Warden Malone was a big, fiftyish guy with rolled-up white sleeves and a tie adorning his desk instead of his neck. His hair was gray and buzz-cut. Loop a whistle around his neck and he’d have been Hollywood’s idea of a high school football coach. We sat in his spartan office overlooking the main yard.

“I had the visitor logs checked,” Malone said, patting a sheaf of copies. “T. Franklin was here on Wednesday before last, nine a.m. She designated herself as Media, representing WTSJ. Ms Franklin spent twenty-one minutes with Leland Harwood. It appears to have been her sole visit to the prison.”

“What’s Leland Harwood’s story?” Harry asked.

Malone leaned back in his chair and laced his fingers behind his head. “Low-level enforcer type, legbreaker. A couple thefts in his package, assaults. He bought his ticket here last spring, when he shot a guy dead in an alley behind a bar. A fight.”

“The guy he killed was in Mobile?” Harry asked.

“Harwood and some other moke got into a tussle at a Mobile bar. Went outside. Bar patrons heard a shot, found the other guy dead. Come court day, everyone in the bar swore the other guy started the fight. The prosecution had no choice but to let Harwood plea to Manslaughter two, light time.”

“Maybe that’s how it went down,” Harry said.

“My boy’s an attorney in Daphne,” Malone said. “Prosecutor, naturally. He knows a lot of folks at the Mobile Prosecutor’s Office, including the lady who handled Harwood’s case. She says the patrons weren’t so in tune with Harwood’s story on the night of the action. Only when they hit the stand did they sing his innocence. Note for note, too. Like they’d had some choral training, you know what I mean.”

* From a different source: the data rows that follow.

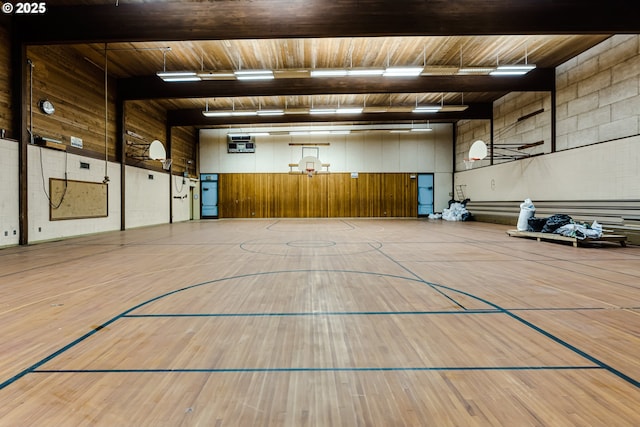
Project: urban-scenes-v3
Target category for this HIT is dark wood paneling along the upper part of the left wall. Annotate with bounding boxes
[20,45,197,176]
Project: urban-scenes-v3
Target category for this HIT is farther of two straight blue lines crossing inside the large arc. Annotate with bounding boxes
[122,309,503,318]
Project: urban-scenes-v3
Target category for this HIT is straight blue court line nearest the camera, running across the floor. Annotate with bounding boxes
[33,365,602,374]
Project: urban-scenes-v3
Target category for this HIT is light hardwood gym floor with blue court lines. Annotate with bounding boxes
[0,218,640,427]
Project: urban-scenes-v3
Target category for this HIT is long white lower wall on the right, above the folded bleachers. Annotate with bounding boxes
[455,136,640,204]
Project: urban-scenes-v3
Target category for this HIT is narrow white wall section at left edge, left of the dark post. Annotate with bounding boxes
[0,139,20,247]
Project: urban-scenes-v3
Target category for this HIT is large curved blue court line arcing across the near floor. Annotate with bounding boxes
[0,267,640,390]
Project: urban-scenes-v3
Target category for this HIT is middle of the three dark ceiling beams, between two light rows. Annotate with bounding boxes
[118,69,555,100]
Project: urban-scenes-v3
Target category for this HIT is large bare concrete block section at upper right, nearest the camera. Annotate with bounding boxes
[556,35,640,151]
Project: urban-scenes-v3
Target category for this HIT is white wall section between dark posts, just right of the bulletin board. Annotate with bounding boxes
[125,166,170,228]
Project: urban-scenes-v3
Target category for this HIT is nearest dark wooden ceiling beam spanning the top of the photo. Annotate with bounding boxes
[13,0,640,44]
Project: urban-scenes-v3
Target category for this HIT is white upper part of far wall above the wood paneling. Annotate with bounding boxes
[200,124,453,211]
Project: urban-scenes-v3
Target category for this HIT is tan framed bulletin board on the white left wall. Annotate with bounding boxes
[49,178,109,221]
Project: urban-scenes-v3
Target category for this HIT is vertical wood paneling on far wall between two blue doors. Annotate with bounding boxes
[218,173,418,218]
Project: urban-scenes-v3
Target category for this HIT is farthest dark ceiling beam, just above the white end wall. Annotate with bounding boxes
[167,103,493,127]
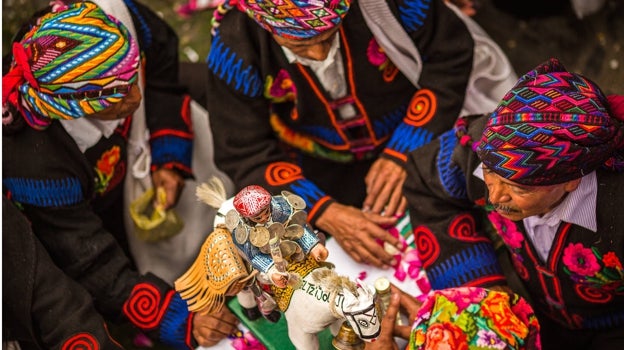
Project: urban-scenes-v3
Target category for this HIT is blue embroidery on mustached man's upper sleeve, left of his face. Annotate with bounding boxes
[436,130,466,199]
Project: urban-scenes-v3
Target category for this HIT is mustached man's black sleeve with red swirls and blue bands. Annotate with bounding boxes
[404,118,505,289]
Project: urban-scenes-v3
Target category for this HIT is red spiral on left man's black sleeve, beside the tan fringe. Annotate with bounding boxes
[124,283,161,329]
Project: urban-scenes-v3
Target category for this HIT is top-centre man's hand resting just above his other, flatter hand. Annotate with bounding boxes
[364,158,407,217]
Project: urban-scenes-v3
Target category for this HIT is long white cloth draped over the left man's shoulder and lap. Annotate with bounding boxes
[93,0,233,284]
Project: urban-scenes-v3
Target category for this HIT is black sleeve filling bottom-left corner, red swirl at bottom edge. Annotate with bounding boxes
[2,196,122,349]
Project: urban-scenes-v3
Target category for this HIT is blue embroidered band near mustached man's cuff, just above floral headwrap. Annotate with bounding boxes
[427,242,502,289]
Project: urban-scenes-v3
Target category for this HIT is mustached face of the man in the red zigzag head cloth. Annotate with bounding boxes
[483,165,581,221]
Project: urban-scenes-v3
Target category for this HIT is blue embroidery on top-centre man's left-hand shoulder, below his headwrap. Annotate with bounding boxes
[207,30,262,97]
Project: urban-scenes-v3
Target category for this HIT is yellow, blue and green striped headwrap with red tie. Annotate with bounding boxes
[2,2,139,130]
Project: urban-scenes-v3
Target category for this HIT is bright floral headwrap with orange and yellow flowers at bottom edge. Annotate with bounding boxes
[407,287,541,350]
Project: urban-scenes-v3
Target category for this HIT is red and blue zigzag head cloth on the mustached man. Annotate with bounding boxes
[477,59,624,186]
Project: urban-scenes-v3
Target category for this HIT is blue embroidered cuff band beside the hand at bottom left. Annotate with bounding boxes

“Paid performances,” I said.

“Sure sounded like it,” Malone said, tossing the file back on his desk and looking between Harry and me. “Harwood’s a white guy. Thirty-one years old. Probably establish a better bond with Detective Ryder. I’d suggest the visitors’ room, not the interrogation facility. He’ll clam in an interrogation room. But Leland’s a talkative sort in a visitors’-room environment. Probably yap your ear off.”

“Outside of chatty,” I asked, “what’s Harwood like?”

“An eel,” Malone said. “Or maybe a chameleon.”

“Whatever he needs to be,” Harry said. It was a common trait in the con community.